Ya no estoy aquí: felizmente fuera de lugar
Por Miguel Reyes Almarza, periodista e investigador en Pensamiento Crítico
★★★★☆ (4 sobre 5)
En medio de una crisis global respecto a la inmigración y los problemas identitarios producto de la resistencia a la cual está sujeta, una película más acerca de las diferencias sociales y culturales parece destinada al fracaso amparada por la sobreinformación y, especialmente, debido al encuadre que los grandes conglomerados de comunicación hacen de los procesos migratorios, acercándolos más a un espacio delictivo que una expresión de intercambio cultural.
Es en este escenario que el apenas reputado Fernando Frías de la Parra (director) se aventura en su segundo largometraje capturando la atención que le había sido esquiva desde su debut documental en el 2008.
“Ya no estoy aquí” (2020), filme que representará a México como mejor película internacional en los Premios Óscar 2021, es un peligroso, pero muy bien logrado trabajo de desarme de las chapucerías y lugares comunes a los que nos enfrentó su compatriota Alfonso Cuarón con “Roma” (2018), utilizando el blanco y negro y la cuestión social como atributos caricaturescos para convencer a la Academia.
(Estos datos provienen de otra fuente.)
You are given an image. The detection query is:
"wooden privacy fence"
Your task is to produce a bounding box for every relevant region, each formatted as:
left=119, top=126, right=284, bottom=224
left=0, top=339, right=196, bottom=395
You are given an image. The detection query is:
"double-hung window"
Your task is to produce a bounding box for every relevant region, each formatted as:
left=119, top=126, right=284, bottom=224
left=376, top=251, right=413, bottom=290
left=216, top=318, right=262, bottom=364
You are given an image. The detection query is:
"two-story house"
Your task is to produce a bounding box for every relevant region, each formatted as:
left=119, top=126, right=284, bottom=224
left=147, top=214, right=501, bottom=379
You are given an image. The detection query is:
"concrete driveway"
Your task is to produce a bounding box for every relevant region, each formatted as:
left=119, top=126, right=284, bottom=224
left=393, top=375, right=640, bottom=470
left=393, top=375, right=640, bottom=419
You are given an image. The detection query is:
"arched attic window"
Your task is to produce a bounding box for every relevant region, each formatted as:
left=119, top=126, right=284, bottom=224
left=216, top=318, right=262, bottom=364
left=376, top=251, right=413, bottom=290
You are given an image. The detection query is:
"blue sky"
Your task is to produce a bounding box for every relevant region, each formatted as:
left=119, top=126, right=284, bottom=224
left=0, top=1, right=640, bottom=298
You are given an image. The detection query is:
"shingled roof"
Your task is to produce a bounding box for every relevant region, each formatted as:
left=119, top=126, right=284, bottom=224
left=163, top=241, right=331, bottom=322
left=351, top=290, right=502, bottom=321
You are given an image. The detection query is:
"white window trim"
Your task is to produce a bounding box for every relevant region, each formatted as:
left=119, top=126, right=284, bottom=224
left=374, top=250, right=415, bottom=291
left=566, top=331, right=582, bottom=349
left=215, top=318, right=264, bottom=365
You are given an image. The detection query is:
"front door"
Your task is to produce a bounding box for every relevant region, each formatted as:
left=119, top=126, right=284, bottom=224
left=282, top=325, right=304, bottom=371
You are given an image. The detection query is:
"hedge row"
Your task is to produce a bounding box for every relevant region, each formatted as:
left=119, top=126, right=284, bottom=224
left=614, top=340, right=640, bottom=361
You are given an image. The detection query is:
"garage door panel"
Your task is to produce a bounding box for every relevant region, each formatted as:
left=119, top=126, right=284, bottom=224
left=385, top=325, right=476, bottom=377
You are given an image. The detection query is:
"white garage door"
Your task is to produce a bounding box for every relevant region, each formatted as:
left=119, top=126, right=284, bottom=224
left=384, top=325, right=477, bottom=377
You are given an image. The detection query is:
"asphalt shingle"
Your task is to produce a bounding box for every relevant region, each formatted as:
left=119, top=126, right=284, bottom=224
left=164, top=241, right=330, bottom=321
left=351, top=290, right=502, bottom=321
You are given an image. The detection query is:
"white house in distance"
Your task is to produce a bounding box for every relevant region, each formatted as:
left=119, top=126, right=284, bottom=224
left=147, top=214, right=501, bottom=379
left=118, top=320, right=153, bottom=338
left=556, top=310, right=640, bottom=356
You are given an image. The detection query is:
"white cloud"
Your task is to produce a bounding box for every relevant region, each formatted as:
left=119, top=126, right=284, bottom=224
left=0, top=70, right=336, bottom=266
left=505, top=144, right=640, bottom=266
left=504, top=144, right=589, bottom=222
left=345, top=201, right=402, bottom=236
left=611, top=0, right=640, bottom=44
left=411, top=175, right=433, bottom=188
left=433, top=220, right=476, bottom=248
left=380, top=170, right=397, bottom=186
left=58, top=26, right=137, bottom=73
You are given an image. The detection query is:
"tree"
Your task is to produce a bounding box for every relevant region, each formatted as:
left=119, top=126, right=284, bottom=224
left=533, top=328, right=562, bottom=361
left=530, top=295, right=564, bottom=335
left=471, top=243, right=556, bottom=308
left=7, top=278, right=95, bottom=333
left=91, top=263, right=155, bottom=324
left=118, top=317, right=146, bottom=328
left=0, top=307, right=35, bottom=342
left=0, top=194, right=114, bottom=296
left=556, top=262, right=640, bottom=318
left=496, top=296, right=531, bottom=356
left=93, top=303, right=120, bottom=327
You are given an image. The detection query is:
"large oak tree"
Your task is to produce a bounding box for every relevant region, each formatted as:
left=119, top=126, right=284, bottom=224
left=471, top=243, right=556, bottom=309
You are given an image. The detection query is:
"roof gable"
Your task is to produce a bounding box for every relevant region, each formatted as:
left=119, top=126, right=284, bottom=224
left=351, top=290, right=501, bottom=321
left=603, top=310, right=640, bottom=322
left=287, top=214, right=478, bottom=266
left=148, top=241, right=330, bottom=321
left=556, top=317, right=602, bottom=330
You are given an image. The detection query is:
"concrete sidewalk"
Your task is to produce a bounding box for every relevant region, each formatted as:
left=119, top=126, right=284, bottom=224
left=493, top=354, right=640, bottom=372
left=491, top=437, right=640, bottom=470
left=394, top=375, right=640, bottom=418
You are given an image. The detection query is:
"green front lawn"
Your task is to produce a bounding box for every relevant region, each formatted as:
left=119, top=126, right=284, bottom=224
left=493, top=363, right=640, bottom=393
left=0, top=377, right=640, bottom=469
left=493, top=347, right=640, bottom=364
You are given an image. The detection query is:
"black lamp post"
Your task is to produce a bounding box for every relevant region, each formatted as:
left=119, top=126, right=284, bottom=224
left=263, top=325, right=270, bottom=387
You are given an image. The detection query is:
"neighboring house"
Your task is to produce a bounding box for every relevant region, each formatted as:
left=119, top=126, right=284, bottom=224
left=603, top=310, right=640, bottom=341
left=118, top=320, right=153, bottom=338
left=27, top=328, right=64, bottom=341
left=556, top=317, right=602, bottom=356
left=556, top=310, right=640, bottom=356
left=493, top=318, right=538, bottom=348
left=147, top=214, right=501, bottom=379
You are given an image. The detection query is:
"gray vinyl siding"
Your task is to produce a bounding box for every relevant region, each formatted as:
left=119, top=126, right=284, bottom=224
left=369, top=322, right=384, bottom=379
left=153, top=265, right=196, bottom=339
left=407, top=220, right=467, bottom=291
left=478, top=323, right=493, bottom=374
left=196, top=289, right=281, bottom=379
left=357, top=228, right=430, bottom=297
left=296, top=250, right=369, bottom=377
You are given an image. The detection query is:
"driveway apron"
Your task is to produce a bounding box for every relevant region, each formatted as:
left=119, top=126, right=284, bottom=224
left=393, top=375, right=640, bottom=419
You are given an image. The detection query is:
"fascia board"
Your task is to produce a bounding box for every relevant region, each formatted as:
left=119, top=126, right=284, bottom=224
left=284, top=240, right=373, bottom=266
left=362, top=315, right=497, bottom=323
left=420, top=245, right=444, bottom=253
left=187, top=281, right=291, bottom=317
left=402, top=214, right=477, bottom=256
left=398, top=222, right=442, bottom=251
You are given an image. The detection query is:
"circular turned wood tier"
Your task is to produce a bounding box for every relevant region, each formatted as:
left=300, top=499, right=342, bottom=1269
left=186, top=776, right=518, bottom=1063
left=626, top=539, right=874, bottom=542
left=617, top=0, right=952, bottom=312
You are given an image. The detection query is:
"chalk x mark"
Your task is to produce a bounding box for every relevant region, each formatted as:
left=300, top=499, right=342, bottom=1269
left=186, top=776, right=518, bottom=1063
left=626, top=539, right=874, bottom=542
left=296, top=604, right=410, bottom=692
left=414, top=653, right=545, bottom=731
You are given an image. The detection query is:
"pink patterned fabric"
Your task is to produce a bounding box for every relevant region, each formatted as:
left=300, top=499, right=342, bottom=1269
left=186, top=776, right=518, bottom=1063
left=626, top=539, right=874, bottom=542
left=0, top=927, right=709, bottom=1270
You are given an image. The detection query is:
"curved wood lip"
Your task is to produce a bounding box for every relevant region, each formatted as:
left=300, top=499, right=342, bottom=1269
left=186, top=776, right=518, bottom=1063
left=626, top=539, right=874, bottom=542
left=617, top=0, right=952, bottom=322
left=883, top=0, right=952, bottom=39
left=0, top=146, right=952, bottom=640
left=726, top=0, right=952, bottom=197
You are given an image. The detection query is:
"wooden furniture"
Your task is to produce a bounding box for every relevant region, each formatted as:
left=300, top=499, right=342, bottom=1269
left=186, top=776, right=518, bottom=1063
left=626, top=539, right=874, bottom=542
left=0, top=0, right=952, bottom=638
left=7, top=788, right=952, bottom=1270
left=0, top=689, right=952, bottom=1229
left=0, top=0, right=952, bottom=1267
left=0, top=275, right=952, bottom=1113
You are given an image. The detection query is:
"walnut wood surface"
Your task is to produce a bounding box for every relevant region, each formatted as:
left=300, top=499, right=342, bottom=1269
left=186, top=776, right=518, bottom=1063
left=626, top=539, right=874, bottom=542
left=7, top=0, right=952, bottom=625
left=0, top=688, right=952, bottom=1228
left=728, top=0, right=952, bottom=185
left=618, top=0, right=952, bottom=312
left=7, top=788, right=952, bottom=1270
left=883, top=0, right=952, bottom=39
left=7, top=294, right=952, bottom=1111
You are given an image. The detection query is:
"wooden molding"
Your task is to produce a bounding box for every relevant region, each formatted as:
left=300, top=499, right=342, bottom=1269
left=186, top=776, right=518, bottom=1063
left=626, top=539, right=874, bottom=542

Frías toma otro camino, aquel que implica un argumento firme, de estética tribal y que roza con la inocencia -un valor en desuso para el cine y la sociedad en su conjunto- para así lograr el efecto de vacío, de anticlímax que nos queda en el estómago a la hora de ratificar, sin un pesimismo lacerante, que las cosas están muy lejos de cambiar.
La receta es una pandilla o ‘clica’ de menores llamada “Los Terkos”, un lugar, el Monterrey de los pobres en México y un hilo conductor, la cultura urbana conocida como ‘Kolombia’ y que no es más ni menos que la acomodación estética y sonora de la cumbia colombiana, pero al estilo “rebajado” de los arrabales regiomontanos. Acá no hay sexo, no hay violencia -el público ‘hollywoodense’ deberá pasar de esta obra desde ya- el problema de clases no se resuelve desde manifiesto alguno, más bien se ordena desde aquello que es propio del ser humano, la soledad, el anhelo y, sobre todo, la obstinación.
Los deseos de identidad propios de la estética del protagonista, Ulises (Juan García Treviño) -el líder de la pandilla quien luce tan complejo como su atuendo- el pasado que nunca nos abandona en aquellos lugares -y ritmos- donde fuimos felices alguna vez y esa extraña -pero humana- atracción por la autoflagelación. Es aquí donde la cumbia -mejor dicho, Kumbia- ralentizada tecnológicamente para coincidir con un pulso calmado, se marida correctamente con todos los espacios de incomprensión donde el personaje se esconde ante la realidad, o para ser más justos con la vida, apenas intenta controlarla e ilusionarse con detenerla si es preciso.
Como todo en la existencia, un “incidente” fortuito agita el espacio lineal del tiempo y las emociones de Ulises y desde allí todo es pasión. Es verse en los otros, es no verse en otros, es sentirse preso del lenguaje y a la vez reivindicado por este. Es sentir que, más allá de las enormes coincidencias con cada vida que vamos tocando, el sentimiento de pertenencia es tan fuerte que duele y nos impide avanzar.
Ganadora de los festivales de cine de Monterrey y del Cairo, y un vendaval de premios que incluyen mejor película en los premios Ariel (10 galardones al igual que Roma), tiene pendientes el Goya y el premio de la Academia donde de seguro no la tendrá fácil, y no será por la competencia, tampoco por alguna duda sobre su cinematografía, sino más bien por la ausencia ya comentada de morbo instantáneo que rodea la entrega de la estatuilla dorada.
No la recomienda Netflix -difícilmente cubre aquello que sean modas algorítmicas- y, por tanto, hay que digitarla directamente en su buscador. Pero allí está, tan distinta como sorpresiva. Tan fuera de lugar como necesaria. Una hermosa declaración sobre la otredad y de paso el refuerzo incesante grabado como aforismo en el Leviatán de Hobbes que se regocija en recordarnos que “el hombre es -y será siempre- el lobo del hombre” y la terquedad, esa que nos hace avanzar y retroceder, su carta de presentación.